Natürlich sind auch nicht alle Schulabgänger im gleichen Umfang für alle Ausbildungsberufe geeignet. Die Anforderungen in neu geordneten Berufen mit gesteigertem Anforderungsprofil können nicht von allen Jugendlichen erfüllt werden. Dies liegt sowohl an den persönlichen Erwartungen, Fähigkeiten und Möglichkeiten als auch an den Rahmenbedingungen der Programme.

Es darf deshalb nicht überraschen, daß die Quote abgebrochener Ausbildungen im Kooperationsprogramm höher lag als in den Unternehmen.

(Frau Ferchland, PDS: Wir haben ja auch Abitu- rienten!)

Wir wünschen uns, daß beide Quoten möglichst gering sind. Allerdings müssen wir anerkennen, daß der Staat nur begrenzte Gestaltungs- und Zugriffsmöglichkeiten hat und haben kann.

Im Hinblick auf mangelnden Schulbesuch müssen wir festhalten, daß die betriebliche Ausbildung in der Regel eine erheblich höhere Motivation bewirkt und das Bestreben stärkt, die Ausbildung erfolgreich abzuschließen.
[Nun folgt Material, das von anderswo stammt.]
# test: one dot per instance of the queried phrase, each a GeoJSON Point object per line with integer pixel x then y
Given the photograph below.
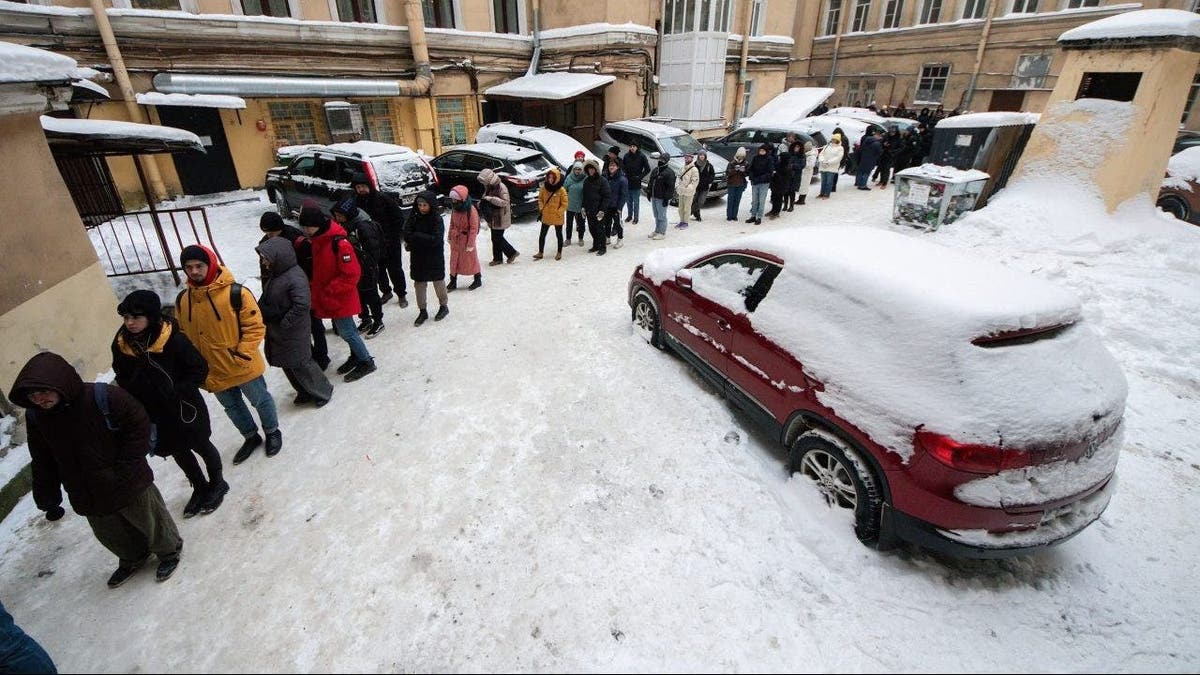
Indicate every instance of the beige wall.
{"type": "Point", "coordinates": [53, 294]}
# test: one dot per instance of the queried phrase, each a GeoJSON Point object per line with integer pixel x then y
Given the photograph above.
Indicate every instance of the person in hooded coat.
{"type": "Point", "coordinates": [160, 366]}
{"type": "Point", "coordinates": [425, 242]}
{"type": "Point", "coordinates": [462, 236]}
{"type": "Point", "coordinates": [286, 303]}
{"type": "Point", "coordinates": [101, 461]}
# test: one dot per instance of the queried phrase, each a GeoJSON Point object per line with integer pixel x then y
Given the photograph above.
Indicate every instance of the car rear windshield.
{"type": "Point", "coordinates": [401, 173]}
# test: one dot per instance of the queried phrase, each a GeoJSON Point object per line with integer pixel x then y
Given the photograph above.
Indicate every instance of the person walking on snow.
{"type": "Point", "coordinates": [462, 236]}
{"type": "Point", "coordinates": [427, 260]}
{"type": "Point", "coordinates": [334, 288]}
{"type": "Point", "coordinates": [287, 304]}
{"type": "Point", "coordinates": [552, 210]}
{"type": "Point", "coordinates": [228, 330]}
{"type": "Point", "coordinates": [93, 440]}
{"type": "Point", "coordinates": [161, 368]}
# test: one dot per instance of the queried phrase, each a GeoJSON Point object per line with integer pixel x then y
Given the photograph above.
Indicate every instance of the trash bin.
{"type": "Point", "coordinates": [931, 196]}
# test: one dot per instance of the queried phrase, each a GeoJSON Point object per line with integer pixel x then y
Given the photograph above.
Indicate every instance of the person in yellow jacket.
{"type": "Point", "coordinates": [552, 207]}
{"type": "Point", "coordinates": [229, 341]}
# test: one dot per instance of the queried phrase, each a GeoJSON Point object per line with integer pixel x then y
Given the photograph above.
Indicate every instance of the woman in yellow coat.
{"type": "Point", "coordinates": [552, 205]}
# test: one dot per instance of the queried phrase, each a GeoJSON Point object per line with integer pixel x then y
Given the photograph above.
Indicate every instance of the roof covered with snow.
{"type": "Point", "coordinates": [192, 100]}
{"type": "Point", "coordinates": [981, 120]}
{"type": "Point", "coordinates": [551, 85]}
{"type": "Point", "coordinates": [790, 106]}
{"type": "Point", "coordinates": [1141, 23]}
{"type": "Point", "coordinates": [27, 64]}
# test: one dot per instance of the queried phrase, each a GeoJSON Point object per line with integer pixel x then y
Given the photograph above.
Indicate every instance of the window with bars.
{"type": "Point", "coordinates": [892, 12]}
{"type": "Point", "coordinates": [862, 9]}
{"type": "Point", "coordinates": [833, 17]}
{"type": "Point", "coordinates": [931, 87]}
{"type": "Point", "coordinates": [930, 12]}
{"type": "Point", "coordinates": [265, 7]}
{"type": "Point", "coordinates": [294, 123]}
{"type": "Point", "coordinates": [360, 11]}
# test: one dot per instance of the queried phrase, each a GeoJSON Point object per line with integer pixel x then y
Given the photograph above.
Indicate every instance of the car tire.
{"type": "Point", "coordinates": [1175, 207]}
{"type": "Point", "coordinates": [646, 318]}
{"type": "Point", "coordinates": [841, 477]}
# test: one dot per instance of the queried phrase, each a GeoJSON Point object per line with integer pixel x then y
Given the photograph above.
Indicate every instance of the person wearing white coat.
{"type": "Point", "coordinates": [685, 189]}
{"type": "Point", "coordinates": [829, 165]}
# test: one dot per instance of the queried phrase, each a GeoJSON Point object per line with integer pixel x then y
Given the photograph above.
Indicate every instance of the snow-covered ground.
{"type": "Point", "coordinates": [527, 485]}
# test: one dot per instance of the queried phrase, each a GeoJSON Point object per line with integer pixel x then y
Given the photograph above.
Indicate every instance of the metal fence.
{"type": "Point", "coordinates": [148, 242]}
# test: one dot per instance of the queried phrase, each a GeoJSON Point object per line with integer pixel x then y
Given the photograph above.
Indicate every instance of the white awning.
{"type": "Point", "coordinates": [551, 85]}
{"type": "Point", "coordinates": [192, 100]}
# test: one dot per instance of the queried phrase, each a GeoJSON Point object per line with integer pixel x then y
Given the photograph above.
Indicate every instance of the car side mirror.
{"type": "Point", "coordinates": [683, 279]}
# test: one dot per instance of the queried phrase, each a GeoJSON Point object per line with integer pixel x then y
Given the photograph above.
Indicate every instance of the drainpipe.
{"type": "Point", "coordinates": [741, 89]}
{"type": "Point", "coordinates": [423, 83]}
{"type": "Point", "coordinates": [131, 103]}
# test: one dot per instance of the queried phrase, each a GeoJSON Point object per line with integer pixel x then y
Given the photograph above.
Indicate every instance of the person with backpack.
{"type": "Point", "coordinates": [223, 321]}
{"type": "Point", "coordinates": [366, 238]}
{"type": "Point", "coordinates": [334, 288]}
{"type": "Point", "coordinates": [286, 303]}
{"type": "Point", "coordinates": [661, 190]}
{"type": "Point", "coordinates": [91, 438]}
{"type": "Point", "coordinates": [427, 261]}
{"type": "Point", "coordinates": [161, 368]}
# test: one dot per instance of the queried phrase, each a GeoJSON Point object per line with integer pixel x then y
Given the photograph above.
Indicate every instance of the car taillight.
{"type": "Point", "coordinates": [970, 457]}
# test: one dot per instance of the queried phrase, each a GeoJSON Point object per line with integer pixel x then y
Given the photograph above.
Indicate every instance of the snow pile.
{"type": "Point", "coordinates": [983, 120]}
{"type": "Point", "coordinates": [1143, 23]}
{"type": "Point", "coordinates": [1183, 169]}
{"type": "Point", "coordinates": [192, 100]}
{"type": "Point", "coordinates": [27, 64]}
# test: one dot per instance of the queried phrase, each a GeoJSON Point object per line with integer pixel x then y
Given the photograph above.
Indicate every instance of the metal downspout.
{"type": "Point", "coordinates": [131, 103]}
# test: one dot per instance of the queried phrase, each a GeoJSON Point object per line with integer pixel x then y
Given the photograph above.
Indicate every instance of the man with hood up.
{"type": "Point", "coordinates": [228, 340]}
{"type": "Point", "coordinates": [387, 211]}
{"type": "Point", "coordinates": [93, 438]}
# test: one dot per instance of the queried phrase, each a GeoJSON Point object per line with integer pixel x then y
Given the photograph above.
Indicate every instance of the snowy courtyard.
{"type": "Point", "coordinates": [528, 485]}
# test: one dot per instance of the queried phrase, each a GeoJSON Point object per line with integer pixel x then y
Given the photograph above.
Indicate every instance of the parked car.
{"type": "Point", "coordinates": [520, 168]}
{"type": "Point", "coordinates": [323, 172]}
{"type": "Point", "coordinates": [946, 401]}
{"type": "Point", "coordinates": [556, 147]}
{"type": "Point", "coordinates": [657, 138]}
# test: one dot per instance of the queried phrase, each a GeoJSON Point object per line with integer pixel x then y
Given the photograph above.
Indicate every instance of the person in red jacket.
{"type": "Point", "coordinates": [335, 286]}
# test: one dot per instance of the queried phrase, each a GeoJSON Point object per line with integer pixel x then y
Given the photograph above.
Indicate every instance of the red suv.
{"type": "Point", "coordinates": [948, 401]}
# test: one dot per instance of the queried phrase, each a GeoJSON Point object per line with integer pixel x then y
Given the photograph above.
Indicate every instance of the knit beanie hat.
{"type": "Point", "coordinates": [270, 221]}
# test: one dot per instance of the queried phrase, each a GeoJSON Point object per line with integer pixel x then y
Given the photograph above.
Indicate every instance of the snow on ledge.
{"type": "Point", "coordinates": [1141, 23]}
{"type": "Point", "coordinates": [979, 120]}
{"type": "Point", "coordinates": [27, 64]}
{"type": "Point", "coordinates": [192, 100]}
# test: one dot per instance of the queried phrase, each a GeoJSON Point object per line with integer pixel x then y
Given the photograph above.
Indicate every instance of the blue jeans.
{"type": "Point", "coordinates": [733, 201]}
{"type": "Point", "coordinates": [347, 330]}
{"type": "Point", "coordinates": [660, 215]}
{"type": "Point", "coordinates": [759, 199]}
{"type": "Point", "coordinates": [828, 179]}
{"type": "Point", "coordinates": [18, 651]}
{"type": "Point", "coordinates": [635, 199]}
{"type": "Point", "coordinates": [259, 396]}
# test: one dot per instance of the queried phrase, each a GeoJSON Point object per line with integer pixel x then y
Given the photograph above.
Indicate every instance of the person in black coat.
{"type": "Point", "coordinates": [385, 210]}
{"type": "Point", "coordinates": [161, 368]}
{"type": "Point", "coordinates": [425, 240]}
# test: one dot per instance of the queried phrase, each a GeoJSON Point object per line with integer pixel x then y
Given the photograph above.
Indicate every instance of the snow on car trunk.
{"type": "Point", "coordinates": [888, 323]}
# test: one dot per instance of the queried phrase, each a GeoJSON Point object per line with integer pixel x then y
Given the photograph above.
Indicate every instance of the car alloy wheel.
{"type": "Point", "coordinates": [841, 477]}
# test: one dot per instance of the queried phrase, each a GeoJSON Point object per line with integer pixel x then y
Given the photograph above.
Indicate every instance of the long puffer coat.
{"type": "Point", "coordinates": [165, 372]}
{"type": "Point", "coordinates": [424, 238]}
{"type": "Point", "coordinates": [285, 303]}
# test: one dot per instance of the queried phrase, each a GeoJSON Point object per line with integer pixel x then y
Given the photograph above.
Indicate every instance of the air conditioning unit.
{"type": "Point", "coordinates": [343, 119]}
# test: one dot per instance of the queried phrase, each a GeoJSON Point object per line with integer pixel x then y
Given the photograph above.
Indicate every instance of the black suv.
{"type": "Point", "coordinates": [322, 173]}
{"type": "Point", "coordinates": [520, 168]}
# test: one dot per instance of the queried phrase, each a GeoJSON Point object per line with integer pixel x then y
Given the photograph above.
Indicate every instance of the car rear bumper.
{"type": "Point", "coordinates": [1056, 526]}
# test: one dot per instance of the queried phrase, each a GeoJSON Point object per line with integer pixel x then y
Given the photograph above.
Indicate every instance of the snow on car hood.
{"type": "Point", "coordinates": [886, 322]}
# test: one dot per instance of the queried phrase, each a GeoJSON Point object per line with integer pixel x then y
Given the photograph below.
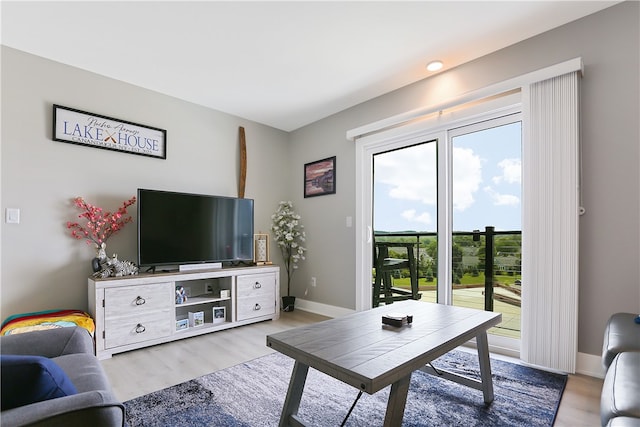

Die Zusammenarbeit zwischen Berufsschule und Ausbildungsbetrieb gestattet es Unternehmen, bei Versäumnissen in der Ausbildung notfalls auf Konsequenzen hinzuweisen und diese auch umzusetzen.

Diese Möglichkeit ist in staatlichen Programmen in dieser Form nicht gegeben. In den außerbetrieblichen Ausbildungen werden als Ursache für Fehlzeiten häufig

Frust, Perspektivlosigkeit, Schulmüdigkeit oder fehlende Erfolgserlebnisse und ähnliches genannt.